David Litchfield, co-founder of Next Generation Security Software (NGSS), estimated that less than 5 percent of vulnerable systems are patched in a timely manner. "Within a few weeks of the advisory going out, about 20 percent are fixed but I'd say about 50 percent of enterprises don't even bother to apply the patches," he said in an interview from his U.K. office.
"A large part of the problem is that the administrator is not even aware of the patch. It is surprising that in some enterprises, there are no vulnerability assessment (VA) tools being used," he argued.
At other times, Litchfield said IT admins are simply "fed up" with the large amount of patches being issued and are content to wait for service packs that provides a bulk fix. That's why the Code Red and Slammer attacks were so successful. There were literally millions of unpatched systems around the world," he added.
Litchfield called on governments around the world to take the lead in educating companies and consumers about the serious risks involved with bad software. "It would be a good start a massive user awareness campaign but the problem is coaching people to read those documents. It's like taking the horse to the water but you can't make them drink."
Secunia's Kristensen agreed that user awareness was a huge problem, even with the increased publicity from the mainstream media. "One of the big reasons why people aren't installing patches is the lack of knowledge about them actually existing," he declared.
During internal research, Kristensen said admins are more eager to patch a hole in a Web server or a mail server but, even then, only about 50 percent of the holes in susceptible servers are plugged.
"Even with all the media attention, I don't think there's much more than two-thirds of services out there that's been updated," he added.
Then, there is the cry-wolf syndrome, born out of too many 'critical' warnings being issued, particularly by Microsoft. The Redmond, Wash.-firm acknowledged there were legitimate fears that too many high-level alerts were being issued.

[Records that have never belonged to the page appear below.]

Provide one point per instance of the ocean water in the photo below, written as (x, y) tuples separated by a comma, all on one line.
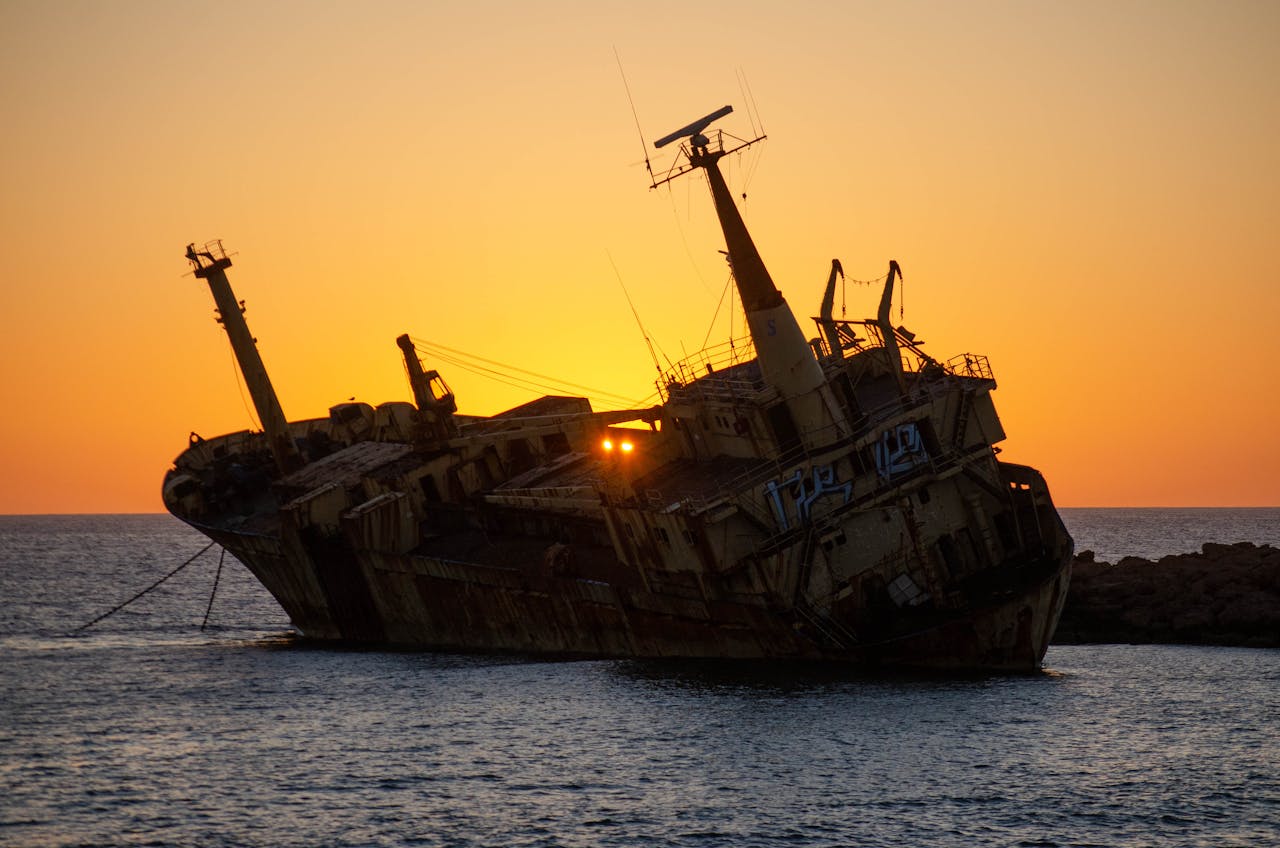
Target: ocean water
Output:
[(1152, 533), (146, 730)]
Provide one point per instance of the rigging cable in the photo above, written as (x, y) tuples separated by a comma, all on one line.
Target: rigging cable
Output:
[(460, 360), (644, 149), (240, 384), (113, 611), (639, 323), (216, 578)]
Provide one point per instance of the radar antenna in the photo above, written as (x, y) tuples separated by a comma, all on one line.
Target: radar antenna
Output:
[(696, 153), (694, 131)]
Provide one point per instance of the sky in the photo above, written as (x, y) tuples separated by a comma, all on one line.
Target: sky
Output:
[(1086, 192)]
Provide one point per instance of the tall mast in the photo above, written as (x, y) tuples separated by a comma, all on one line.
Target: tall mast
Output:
[(210, 264), (786, 359)]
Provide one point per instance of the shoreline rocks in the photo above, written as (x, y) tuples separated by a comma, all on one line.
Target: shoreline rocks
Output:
[(1225, 595)]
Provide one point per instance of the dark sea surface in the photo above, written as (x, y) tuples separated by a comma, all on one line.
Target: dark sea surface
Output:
[(146, 730)]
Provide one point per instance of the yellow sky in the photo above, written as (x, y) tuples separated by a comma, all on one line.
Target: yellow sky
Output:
[(1086, 192)]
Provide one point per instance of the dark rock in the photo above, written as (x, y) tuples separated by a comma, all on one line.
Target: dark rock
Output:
[(1223, 595)]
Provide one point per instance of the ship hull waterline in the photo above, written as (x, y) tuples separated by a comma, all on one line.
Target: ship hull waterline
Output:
[(426, 603)]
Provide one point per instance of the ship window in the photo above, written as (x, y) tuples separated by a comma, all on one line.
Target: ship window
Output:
[(784, 428), (429, 488), (556, 443)]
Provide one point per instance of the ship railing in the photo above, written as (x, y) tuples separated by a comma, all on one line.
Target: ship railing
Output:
[(712, 373), (914, 359)]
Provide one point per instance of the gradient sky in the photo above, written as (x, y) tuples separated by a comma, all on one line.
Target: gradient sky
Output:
[(1086, 192)]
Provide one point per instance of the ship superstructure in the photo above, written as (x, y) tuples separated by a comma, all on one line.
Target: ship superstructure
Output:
[(836, 497)]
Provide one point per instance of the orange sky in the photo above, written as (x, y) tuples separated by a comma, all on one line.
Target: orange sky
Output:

Steve Lipner, director of security assurance for Microsoft, recently announced the Severity Rating Criteria would be modified to specify clearly which bugs needed to be addressed immediately.
"There is also a widespread feeling that the Severity Ratings are difficult to understand and apply. For these reasons, we have modified (the criteria) to help customers more easily evaluate the impact of security issues," Lipner explained.
Of Microsoft's 72 warnings in 2002, more than half were tagged with the 'critical' rating. Of the ten issued this year, five have been described as critical. The 'critical' rating is reserved only for "a vulnerability whose exploitation could allow the propagation of an Internet worm without user action," Microsoft explained.
The new ratings criteria carry an 'important' tag for flaws that could result in compromise of the confidentiality, integrity, or availability of users' data, or of the integrity or availability of processing resources. Below that, the company issues 'moderate' or 'low' warnings.
For CERT/CC's Lindner, the issue goes beyond software vulnerabilities and points to faults with the engineering process. "The root cause of problematic patches and problematic software is bad software engineering practices. That's where we have to fix things," Lindner declared.
"When we find flaws in software and we have to build a patch, we're using the same bad software engineering practices to build the patch to fix the software that's poorly engineered. It's a vicious circle," he added.
Even as the experts continue to decry the slow pace of patch applications, Lindner suggested a two-fold approach to fixing things. First, he called for widespread adoption of better software enginnering practices and, more importantly, widespread adoption of developing foolproof architecting protocols.
He said too many built-in flaws were being discovered in some of the most crucial protocols. "Even if you wrote error-free software, there would still be vulnerabilities because the protocols themselves have problems. That's what he have to concentrate on fixing," said Lindner.